Este artigo desvenda o contexto do torneio, o desenrolar da disputa e, finalmente, qual a decisão oficial da Confederação Brasileira de Futebol (CBF) e da Justiça sobre o legítimo campeão daquela temporada.
O Contexto: Crise na CBF e a Gênese da Copa União
Em 1987, a Confederação Brasileira de Futebol (CBF) declarou publicamente sua incapacidade financeira para organizar o Campeonato Brasileiro nos moldes tradicionais. Diante desse impasse, os treze principais clubes do país uniram forças para criar uma liga independente, o Clube dos 13. Esta organização foi a responsável por idealizar e executar um novo torneio, batizado de Copa União.
O campeonato organizado pelo Clube dos 13, conhecido como Módulo Verde, contou com 16 equipes e foi amplamente aclamado pelo público e pela crítica. Contudo, para não perder sua autoridade sobre o futebol nacional, a CBF decidiu incorporar a Copa União ao seu próprio regulamento, criando um Módulo Amarelo com outros 16 times. O ponto crucial do conflito surgiu no regulamento imposto pela confederação, que previa um cruzamento final entre os campeões e vice-campeões de cada módulo para definir o único campeão brasileiro de 1987.
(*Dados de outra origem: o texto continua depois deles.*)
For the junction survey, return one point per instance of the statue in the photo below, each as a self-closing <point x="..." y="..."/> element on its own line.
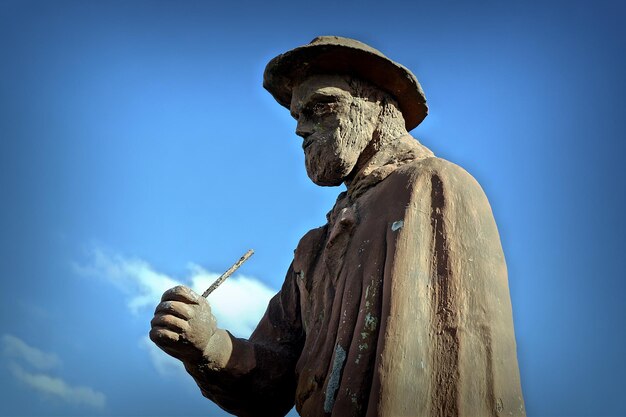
<point x="399" y="305"/>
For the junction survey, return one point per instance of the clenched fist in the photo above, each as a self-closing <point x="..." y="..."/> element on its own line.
<point x="183" y="324"/>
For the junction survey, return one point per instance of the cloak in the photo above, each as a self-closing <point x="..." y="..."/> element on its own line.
<point x="398" y="306"/>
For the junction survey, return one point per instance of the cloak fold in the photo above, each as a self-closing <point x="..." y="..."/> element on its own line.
<point x="398" y="306"/>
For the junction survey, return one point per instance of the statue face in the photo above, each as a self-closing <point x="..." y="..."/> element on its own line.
<point x="335" y="125"/>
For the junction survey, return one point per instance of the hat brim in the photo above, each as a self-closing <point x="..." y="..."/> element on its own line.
<point x="287" y="70"/>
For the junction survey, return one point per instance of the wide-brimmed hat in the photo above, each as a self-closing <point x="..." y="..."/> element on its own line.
<point x="337" y="55"/>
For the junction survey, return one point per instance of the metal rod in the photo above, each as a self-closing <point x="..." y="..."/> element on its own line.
<point x="228" y="273"/>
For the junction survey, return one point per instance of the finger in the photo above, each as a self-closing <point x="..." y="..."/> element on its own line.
<point x="162" y="336"/>
<point x="175" y="308"/>
<point x="182" y="294"/>
<point x="170" y="322"/>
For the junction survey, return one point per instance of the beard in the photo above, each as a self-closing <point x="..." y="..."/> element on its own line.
<point x="328" y="162"/>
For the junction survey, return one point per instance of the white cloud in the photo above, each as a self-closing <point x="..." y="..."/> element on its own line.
<point x="238" y="304"/>
<point x="15" y="347"/>
<point x="16" y="350"/>
<point x="164" y="363"/>
<point x="56" y="387"/>
<point x="133" y="276"/>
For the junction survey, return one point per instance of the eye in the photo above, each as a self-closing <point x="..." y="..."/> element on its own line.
<point x="322" y="108"/>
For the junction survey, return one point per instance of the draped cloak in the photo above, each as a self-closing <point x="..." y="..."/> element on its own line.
<point x="398" y="306"/>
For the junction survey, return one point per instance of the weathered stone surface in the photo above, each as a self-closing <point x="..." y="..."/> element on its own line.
<point x="399" y="305"/>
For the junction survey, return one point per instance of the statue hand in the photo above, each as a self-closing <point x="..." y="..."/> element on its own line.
<point x="183" y="324"/>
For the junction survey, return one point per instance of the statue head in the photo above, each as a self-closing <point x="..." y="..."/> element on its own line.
<point x="343" y="121"/>
<point x="348" y="99"/>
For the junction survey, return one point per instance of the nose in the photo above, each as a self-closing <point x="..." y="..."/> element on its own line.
<point x="303" y="129"/>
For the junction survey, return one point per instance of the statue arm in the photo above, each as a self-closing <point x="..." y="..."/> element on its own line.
<point x="255" y="376"/>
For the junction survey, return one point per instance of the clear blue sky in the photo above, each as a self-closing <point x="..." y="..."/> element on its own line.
<point x="138" y="148"/>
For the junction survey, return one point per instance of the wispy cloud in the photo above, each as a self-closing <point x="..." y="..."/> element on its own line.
<point x="238" y="304"/>
<point x="19" y="353"/>
<point x="163" y="363"/>
<point x="16" y="348"/>
<point x="56" y="387"/>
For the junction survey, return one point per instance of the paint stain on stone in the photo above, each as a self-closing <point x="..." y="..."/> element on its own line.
<point x="397" y="225"/>
<point x="335" y="375"/>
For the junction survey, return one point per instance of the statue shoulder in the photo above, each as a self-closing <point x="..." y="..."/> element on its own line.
<point x="438" y="170"/>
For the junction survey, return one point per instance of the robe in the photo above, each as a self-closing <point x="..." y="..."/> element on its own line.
<point x="398" y="306"/>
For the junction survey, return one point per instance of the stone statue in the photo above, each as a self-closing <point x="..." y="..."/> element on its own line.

A Disputa em Campo e o Imbróglio nos Tribunais
O Módulo Verde foi disputado em altíssimo nível e culminou com o Flamengo, liderado por craques como Zico e Renato Gaúcho, sagrando-se campeão ao vencer o Internacional na final. Paralelamente, o Sport Club do Recife emergiu como o vencedor do Módulo Amarelo, superando o Guarani na decisão.
De acordo com o regulamento imposto pela CBF, um quadrangular final deveria ocorrer entre Flamengo (campeão do Módulo Verde), Internacional (vice-campeão do Módulo Verde), Sport (campeão do Módulo Amarelo) e Guarani (vice-campeão do Módulo Amarelo). Alegando que o acordo inicial com a CBF não previa esse cruzamento de módulos, Flamengo e Internacional, os finalistas do Módulo Verde, recusaram-se a participar do quadrangular. A CBF, então, declarou a ausência de ambos por W.O. e determinou que a final do Campeonato Brasileiro fosse disputada entre Sport e Guarani. O time pernambucano venceu a partida e foi, então, declarado pela entidade como o campeão brasileiro de 1987.
A Decisão Oficial da CBF e a Palavra Final do STF
A recusa do Flamengo em disputar o quadrangular deu início a uma prolongada e complexa batalha judicial. Por décadas, o clube carioca reivindicou o reconhecimento do título da Copa União como o título brasileiro daquele ano. Em 2011, a CBF chegou a publicar uma resolução que dividia o título, reconhecendo ambos os clubes como campeões.
No entanto, a questão foi levada ao Supremo Tribunal Federal (STF), a última instância do Judiciário brasileiro. Em 2017, o STF proferiu sua decisão final e definitiva sobre o caso, determinando que o Sport Club do Recife é o único e legítimo campeão brasileiro de 1987. A decisão transitou em julgado em 2018, o que significa que não há mais possibilidade de recurso. Portanto, do ponto de vista legal e oficial, a CBF reconhece apenas o Sport como detentor do título.
A polêmica do Campeonato Brasileiro de 1987 nasceu de um conflito institucional profundo entre o Clube dos 13 e uma CBF enfraquecida. A recusa de Flamengo e Internacional em seguir o regulamento da confederação, que previa um cruzamento com os vencedores do Módulo Amarelo, levou a disputa para os tribunais. Após décadas de litígio, a decisão final do Supremo Tribunal Federal consolidou o Sport Club do Recife como o único campeão brasileiro oficial de 1987, encerrando a questão na esfera jurídica, embora o debate permaneça vivo na memória e paixão dos torcedores.